PINELLAS COUNTY, Fla. (WFLA) — Doctors have reported a recent spike in COVID-19 hospitalizations among unvaccinated pregnant women. Many of these women, including one in Pinellas County, Florida, end up in the intensive care unit.
Jessica Six was eight months pregnant when she contracted COVID-19. After a week at home, she went to the hospital.
“They kept her because her placenta ended up erupting,” Stephanie Six, her sister, explained. “So they had to do an emergency C-section on her.”
Jessica’s daughter Kaydence was delivered a month early.
Jessica’s condition then worsened. The 33-year-old got pneumonia and was put on a ventilator.
“Just her being in there on the machine … it breaks my heart,” Stephanie said.
Dr. Jill Hechtman, an ob-gyn in South Florida, says they’re seeing a huge increase in the number of pregnant women in the ICU.
“It didn’t happen before, but now it is happening,” she said.
Compared to the prior strain, Hechtman says the delta variant is causing more severe illness in unvaccinated pregnant women.
According to Hechtman, pregnancy puts you in an immunocompromised state up to six weeks postpartum.
“The bodily changes that occur once they become pregnant make them more susceptible to problems during infection or even the flu,” Hechtman explained. “So their blood volume changes, the way their heart contracts changes and their lung volumes change.”
The result: If you get COVID-19, you’re two times more likely to end up in the ICU with a breathing tube.
“When they get pneumonia or bronchitis with (a) COVID infection, they’re much harder to ventilate, meaning it’s much harder to make them breathe,” Hechtman said.
Still, many pregnant women remain conflicted. Data from the Centers for Disease Control and Prevention show less than one in four are vaccinated during pregnancy with others worrying that it could somehow impact the baby’s development.
But the CDC is strongly recommending pregnant and breastfeeding women be vaccinated.

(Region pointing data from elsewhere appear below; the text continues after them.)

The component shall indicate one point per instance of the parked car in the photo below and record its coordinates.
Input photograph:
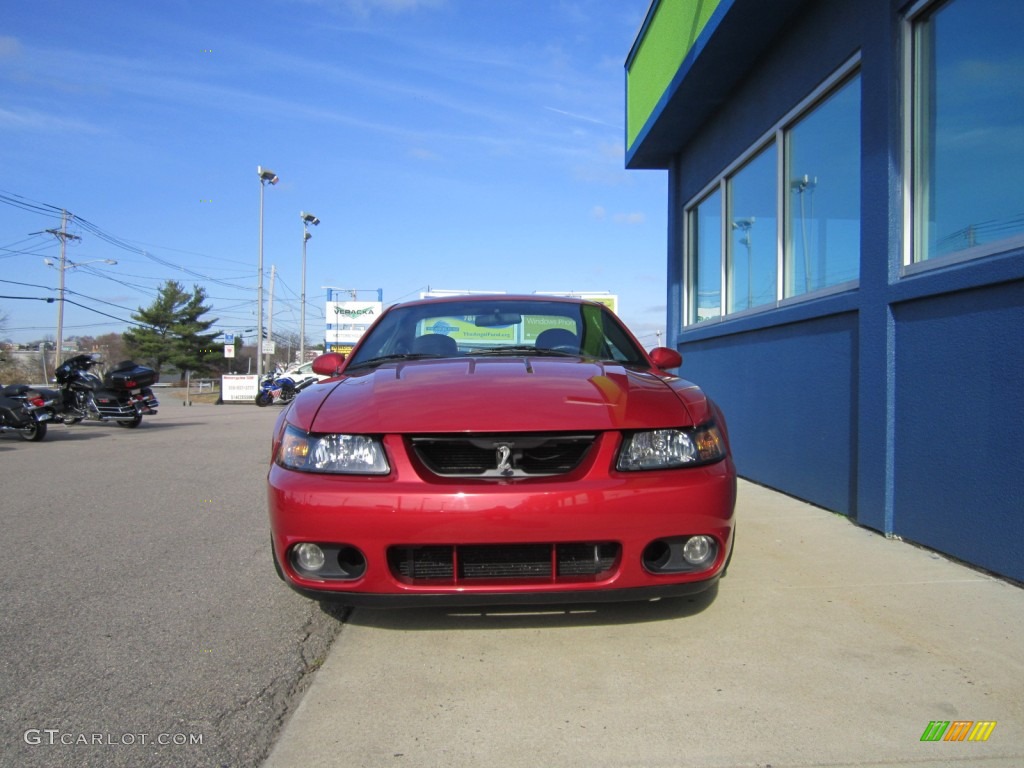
(301, 372)
(494, 450)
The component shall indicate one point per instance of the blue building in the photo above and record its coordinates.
(846, 249)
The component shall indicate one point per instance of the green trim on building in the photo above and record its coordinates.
(671, 30)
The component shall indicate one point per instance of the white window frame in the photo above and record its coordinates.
(775, 135)
(910, 188)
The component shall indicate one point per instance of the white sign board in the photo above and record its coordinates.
(239, 388)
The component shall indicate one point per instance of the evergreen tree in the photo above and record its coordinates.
(174, 331)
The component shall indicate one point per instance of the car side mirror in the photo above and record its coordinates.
(664, 358)
(328, 365)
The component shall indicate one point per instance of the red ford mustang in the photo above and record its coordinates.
(494, 450)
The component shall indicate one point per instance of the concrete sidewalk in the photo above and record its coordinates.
(826, 644)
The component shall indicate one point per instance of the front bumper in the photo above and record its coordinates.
(377, 516)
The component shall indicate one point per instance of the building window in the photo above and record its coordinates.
(753, 253)
(706, 245)
(822, 181)
(967, 131)
(792, 208)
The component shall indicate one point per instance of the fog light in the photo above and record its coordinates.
(698, 549)
(309, 556)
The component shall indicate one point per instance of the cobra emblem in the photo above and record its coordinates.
(504, 463)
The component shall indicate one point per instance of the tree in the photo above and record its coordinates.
(173, 331)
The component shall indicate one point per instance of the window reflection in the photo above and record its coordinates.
(753, 249)
(706, 228)
(822, 238)
(968, 128)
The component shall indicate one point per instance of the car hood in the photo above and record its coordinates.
(499, 395)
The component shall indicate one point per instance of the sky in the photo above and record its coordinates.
(463, 144)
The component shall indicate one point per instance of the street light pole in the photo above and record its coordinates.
(307, 218)
(265, 177)
(64, 237)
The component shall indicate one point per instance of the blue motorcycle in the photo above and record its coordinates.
(278, 388)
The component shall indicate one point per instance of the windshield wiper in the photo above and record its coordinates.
(391, 358)
(527, 349)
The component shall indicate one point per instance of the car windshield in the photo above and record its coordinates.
(497, 327)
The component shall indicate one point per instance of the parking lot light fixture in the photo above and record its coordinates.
(307, 219)
(266, 176)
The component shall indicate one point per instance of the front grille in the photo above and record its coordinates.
(502, 456)
(530, 562)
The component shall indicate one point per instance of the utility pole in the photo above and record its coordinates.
(64, 236)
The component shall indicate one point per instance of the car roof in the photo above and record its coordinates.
(492, 297)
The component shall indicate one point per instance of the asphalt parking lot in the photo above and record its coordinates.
(825, 645)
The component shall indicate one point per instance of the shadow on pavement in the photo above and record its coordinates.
(526, 616)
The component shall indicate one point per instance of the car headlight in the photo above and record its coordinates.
(332, 454)
(667, 449)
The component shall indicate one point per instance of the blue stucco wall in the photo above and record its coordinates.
(790, 399)
(958, 434)
(901, 401)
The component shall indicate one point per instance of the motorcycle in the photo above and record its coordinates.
(25, 411)
(278, 388)
(123, 395)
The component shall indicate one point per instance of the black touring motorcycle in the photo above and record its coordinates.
(25, 411)
(123, 395)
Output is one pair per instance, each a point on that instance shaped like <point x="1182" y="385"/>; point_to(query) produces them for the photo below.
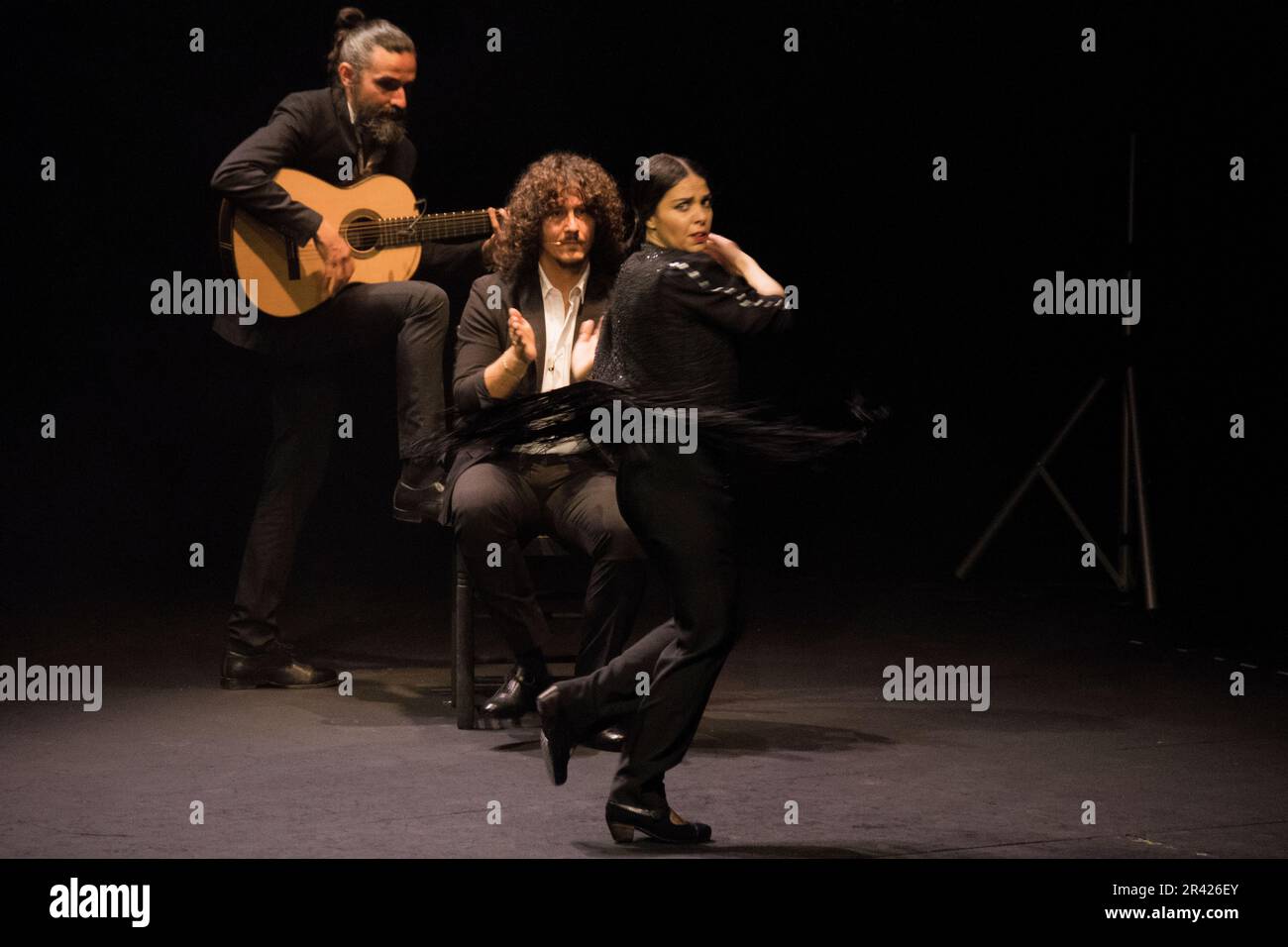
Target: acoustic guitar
<point x="377" y="218"/>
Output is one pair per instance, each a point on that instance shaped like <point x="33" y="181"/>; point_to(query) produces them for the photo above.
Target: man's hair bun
<point x="348" y="18"/>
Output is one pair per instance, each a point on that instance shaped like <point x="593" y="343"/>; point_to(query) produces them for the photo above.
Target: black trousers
<point x="509" y="499"/>
<point x="304" y="407"/>
<point x="681" y="506"/>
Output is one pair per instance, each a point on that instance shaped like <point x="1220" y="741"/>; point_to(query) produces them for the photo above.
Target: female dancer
<point x="669" y="339"/>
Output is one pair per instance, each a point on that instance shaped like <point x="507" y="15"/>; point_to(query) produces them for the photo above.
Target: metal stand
<point x="1131" y="471"/>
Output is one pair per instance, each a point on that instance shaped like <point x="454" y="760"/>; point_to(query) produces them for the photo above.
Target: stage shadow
<point x="644" y="847"/>
<point x="751" y="737"/>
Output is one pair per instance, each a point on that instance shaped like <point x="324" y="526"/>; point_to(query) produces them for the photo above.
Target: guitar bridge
<point x="292" y="260"/>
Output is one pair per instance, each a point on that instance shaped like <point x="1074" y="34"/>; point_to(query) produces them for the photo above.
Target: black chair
<point x="464" y="680"/>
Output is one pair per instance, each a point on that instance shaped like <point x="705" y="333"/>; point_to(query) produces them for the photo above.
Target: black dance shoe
<point x="518" y="694"/>
<point x="609" y="740"/>
<point x="664" y="825"/>
<point x="417" y="504"/>
<point x="273" y="665"/>
<point x="557" y="736"/>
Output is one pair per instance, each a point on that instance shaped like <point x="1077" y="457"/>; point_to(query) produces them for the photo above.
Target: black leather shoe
<point x="609" y="740"/>
<point x="273" y="665"/>
<point x="417" y="504"/>
<point x="664" y="825"/>
<point x="518" y="694"/>
<point x="557" y="737"/>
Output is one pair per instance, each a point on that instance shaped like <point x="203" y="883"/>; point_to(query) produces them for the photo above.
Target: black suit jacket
<point x="484" y="334"/>
<point x="310" y="132"/>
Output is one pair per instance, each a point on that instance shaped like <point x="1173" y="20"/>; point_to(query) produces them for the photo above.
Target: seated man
<point x="519" y="334"/>
<point x="360" y="119"/>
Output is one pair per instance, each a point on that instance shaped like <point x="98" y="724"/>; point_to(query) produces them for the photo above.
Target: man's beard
<point x="380" y="124"/>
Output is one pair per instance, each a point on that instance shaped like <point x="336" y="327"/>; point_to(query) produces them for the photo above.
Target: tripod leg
<point x="982" y="543"/>
<point x="1146" y="551"/>
<point x="1125" y="566"/>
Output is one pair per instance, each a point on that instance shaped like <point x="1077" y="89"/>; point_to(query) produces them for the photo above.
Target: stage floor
<point x="1085" y="705"/>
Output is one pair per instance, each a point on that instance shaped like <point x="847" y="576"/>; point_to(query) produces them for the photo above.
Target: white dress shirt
<point x="561" y="334"/>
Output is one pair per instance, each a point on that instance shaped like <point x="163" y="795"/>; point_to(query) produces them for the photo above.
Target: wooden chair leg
<point x="463" y="644"/>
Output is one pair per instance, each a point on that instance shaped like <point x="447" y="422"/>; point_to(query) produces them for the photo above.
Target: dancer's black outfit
<point x="669" y="339"/>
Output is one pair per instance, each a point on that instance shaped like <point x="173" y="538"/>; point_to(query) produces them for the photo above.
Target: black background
<point x="917" y="291"/>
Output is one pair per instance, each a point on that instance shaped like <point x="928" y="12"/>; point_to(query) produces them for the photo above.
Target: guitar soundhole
<point x="362" y="234"/>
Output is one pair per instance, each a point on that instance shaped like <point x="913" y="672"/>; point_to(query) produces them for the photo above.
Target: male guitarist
<point x="359" y="119"/>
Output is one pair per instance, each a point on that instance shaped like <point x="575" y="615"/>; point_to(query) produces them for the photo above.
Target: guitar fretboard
<point x="404" y="231"/>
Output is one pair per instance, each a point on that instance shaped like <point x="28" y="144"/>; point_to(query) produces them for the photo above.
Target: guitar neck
<point x="419" y="230"/>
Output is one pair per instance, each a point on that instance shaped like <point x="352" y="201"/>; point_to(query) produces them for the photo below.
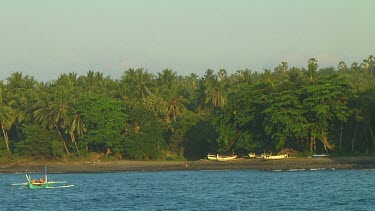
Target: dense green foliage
<point x="167" y="116"/>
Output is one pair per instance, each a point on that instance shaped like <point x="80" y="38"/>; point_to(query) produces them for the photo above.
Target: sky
<point x="46" y="38"/>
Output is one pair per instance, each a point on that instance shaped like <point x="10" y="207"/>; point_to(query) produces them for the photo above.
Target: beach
<point x="362" y="162"/>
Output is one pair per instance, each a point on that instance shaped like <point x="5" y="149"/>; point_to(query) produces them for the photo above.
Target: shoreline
<point x="362" y="162"/>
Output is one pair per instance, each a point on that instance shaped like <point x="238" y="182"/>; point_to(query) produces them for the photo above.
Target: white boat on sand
<point x="225" y="157"/>
<point x="218" y="157"/>
<point x="275" y="157"/>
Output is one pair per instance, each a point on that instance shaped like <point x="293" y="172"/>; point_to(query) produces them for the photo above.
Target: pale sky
<point x="45" y="38"/>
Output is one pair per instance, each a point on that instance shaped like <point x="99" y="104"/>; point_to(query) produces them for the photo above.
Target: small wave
<point x="317" y="169"/>
<point x="296" y="169"/>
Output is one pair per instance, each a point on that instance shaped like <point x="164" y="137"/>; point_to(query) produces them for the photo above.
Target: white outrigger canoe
<point x="43" y="184"/>
<point x="218" y="157"/>
<point x="275" y="157"/>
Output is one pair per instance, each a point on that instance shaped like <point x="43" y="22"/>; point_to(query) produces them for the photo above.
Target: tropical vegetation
<point x="147" y="116"/>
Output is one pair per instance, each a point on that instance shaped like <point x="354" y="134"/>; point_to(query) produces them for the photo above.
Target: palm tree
<point x="6" y="122"/>
<point x="176" y="104"/>
<point x="167" y="78"/>
<point x="215" y="94"/>
<point x="312" y="69"/>
<point x="52" y="114"/>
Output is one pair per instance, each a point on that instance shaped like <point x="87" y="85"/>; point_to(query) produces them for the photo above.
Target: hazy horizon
<point x="47" y="38"/>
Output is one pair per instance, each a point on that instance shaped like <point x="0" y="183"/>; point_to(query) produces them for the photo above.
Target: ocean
<point x="321" y="189"/>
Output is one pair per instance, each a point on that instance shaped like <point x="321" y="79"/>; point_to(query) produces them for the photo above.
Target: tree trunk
<point x="6" y="138"/>
<point x="62" y="139"/>
<point x="312" y="144"/>
<point x="341" y="137"/>
<point x="73" y="138"/>
<point x="325" y="141"/>
<point x="372" y="134"/>
<point x="355" y="133"/>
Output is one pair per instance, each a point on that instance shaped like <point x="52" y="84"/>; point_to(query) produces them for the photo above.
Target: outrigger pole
<point x="45" y="174"/>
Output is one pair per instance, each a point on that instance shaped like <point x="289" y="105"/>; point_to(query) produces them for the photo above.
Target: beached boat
<point x="225" y="157"/>
<point x="43" y="184"/>
<point x="211" y="156"/>
<point x="321" y="156"/>
<point x="275" y="157"/>
<point x="252" y="155"/>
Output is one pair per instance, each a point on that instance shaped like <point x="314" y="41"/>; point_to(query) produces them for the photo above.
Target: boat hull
<point x="275" y="157"/>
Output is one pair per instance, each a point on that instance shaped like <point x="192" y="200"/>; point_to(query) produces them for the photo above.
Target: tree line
<point x="148" y="116"/>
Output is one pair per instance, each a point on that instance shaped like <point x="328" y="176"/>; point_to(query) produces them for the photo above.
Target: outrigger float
<point x="43" y="184"/>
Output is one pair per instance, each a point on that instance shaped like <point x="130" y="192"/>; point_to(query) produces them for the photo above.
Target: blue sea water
<point x="197" y="190"/>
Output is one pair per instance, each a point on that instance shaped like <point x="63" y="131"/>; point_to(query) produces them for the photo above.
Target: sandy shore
<point x="367" y="162"/>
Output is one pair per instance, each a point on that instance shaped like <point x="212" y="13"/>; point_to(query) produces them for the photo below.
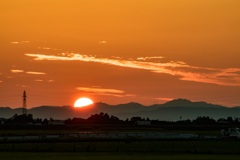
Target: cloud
<point x="38" y="80"/>
<point x="185" y="72"/>
<point x="19" y="42"/>
<point x="104" y="91"/>
<point x="149" y="58"/>
<point x="103" y="42"/>
<point x="17" y="71"/>
<point x="36" y="73"/>
<point x="164" y="99"/>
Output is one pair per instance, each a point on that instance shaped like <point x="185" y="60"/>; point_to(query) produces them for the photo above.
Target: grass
<point x="164" y="147"/>
<point x="111" y="156"/>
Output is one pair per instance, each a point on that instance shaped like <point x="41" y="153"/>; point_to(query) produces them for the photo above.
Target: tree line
<point x="104" y="118"/>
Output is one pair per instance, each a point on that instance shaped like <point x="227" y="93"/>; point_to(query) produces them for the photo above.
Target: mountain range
<point x="171" y="111"/>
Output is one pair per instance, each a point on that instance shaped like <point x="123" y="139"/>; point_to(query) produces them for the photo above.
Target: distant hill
<point x="173" y="110"/>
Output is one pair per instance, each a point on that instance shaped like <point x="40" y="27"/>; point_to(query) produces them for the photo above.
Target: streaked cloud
<point x="164" y="99"/>
<point x="104" y="91"/>
<point x="185" y="72"/>
<point x="103" y="42"/>
<point x="36" y="73"/>
<point x="149" y="58"/>
<point x="17" y="71"/>
<point x="19" y="42"/>
<point x="38" y="80"/>
<point x="50" y="80"/>
<point x="27" y="72"/>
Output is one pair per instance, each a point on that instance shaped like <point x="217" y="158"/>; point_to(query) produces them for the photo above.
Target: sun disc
<point x="82" y="102"/>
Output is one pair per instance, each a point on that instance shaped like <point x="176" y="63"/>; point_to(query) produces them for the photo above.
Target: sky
<point x="145" y="51"/>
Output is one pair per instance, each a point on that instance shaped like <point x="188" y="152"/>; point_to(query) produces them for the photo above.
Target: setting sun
<point x="82" y="102"/>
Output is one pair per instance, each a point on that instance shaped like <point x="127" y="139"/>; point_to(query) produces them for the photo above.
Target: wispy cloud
<point x="27" y="72"/>
<point x="185" y="72"/>
<point x="164" y="99"/>
<point x="103" y="42"/>
<point x="17" y="71"/>
<point x="104" y="91"/>
<point x="38" y="80"/>
<point x="19" y="42"/>
<point x="36" y="73"/>
<point x="149" y="58"/>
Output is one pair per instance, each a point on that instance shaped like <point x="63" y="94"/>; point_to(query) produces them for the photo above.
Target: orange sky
<point x="147" y="51"/>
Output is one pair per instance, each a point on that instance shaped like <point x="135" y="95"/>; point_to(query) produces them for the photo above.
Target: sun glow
<point x="82" y="102"/>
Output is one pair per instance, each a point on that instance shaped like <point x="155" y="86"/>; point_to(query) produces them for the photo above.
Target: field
<point x="110" y="156"/>
<point x="67" y="148"/>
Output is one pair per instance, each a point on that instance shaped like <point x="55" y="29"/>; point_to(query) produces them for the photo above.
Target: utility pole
<point x="24" y="108"/>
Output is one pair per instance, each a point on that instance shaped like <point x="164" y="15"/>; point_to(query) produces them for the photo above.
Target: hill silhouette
<point x="172" y="110"/>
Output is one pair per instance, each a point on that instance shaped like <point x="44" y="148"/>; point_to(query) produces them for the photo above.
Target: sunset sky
<point x="119" y="51"/>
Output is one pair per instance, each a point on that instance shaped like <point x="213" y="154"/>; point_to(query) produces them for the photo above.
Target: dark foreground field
<point x="67" y="147"/>
<point x="110" y="156"/>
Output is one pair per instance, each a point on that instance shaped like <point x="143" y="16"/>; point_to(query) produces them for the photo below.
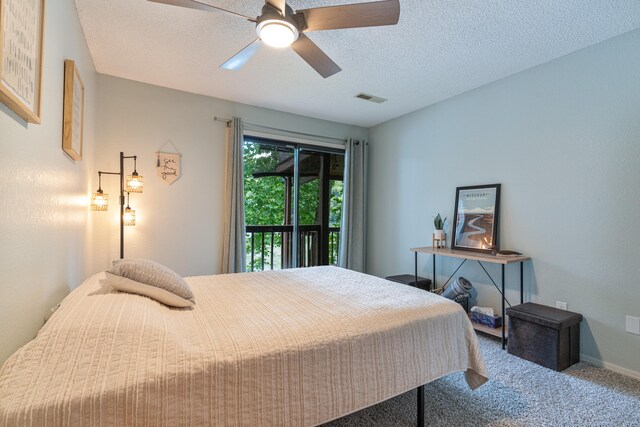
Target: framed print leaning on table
<point x="475" y="223"/>
<point x="21" y="39"/>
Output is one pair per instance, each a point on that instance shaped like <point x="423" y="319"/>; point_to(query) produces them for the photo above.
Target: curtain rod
<point x="220" y="119"/>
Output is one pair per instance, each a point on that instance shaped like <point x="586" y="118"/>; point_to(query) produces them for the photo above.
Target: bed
<point x="289" y="348"/>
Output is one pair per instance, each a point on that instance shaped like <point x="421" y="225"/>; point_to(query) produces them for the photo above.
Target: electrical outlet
<point x="633" y="325"/>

“The vaccine is safe to your unborn child,” Hechtman said.
The CDC says a study of nearly 2,500 pregnant women found no increased risk of miscarriage with one of the mRna vaccines.
Hechtman says there’s still a lot of hesitation for some pregnant women but she continues the conversation.
Jessica’s family just wants her to wake up and meet her little girl.
“She hasn’t even gotten to see her baby or hold her yet and every time you just do anything with the baby, you wish it was her doing it with them,” Stephanie said.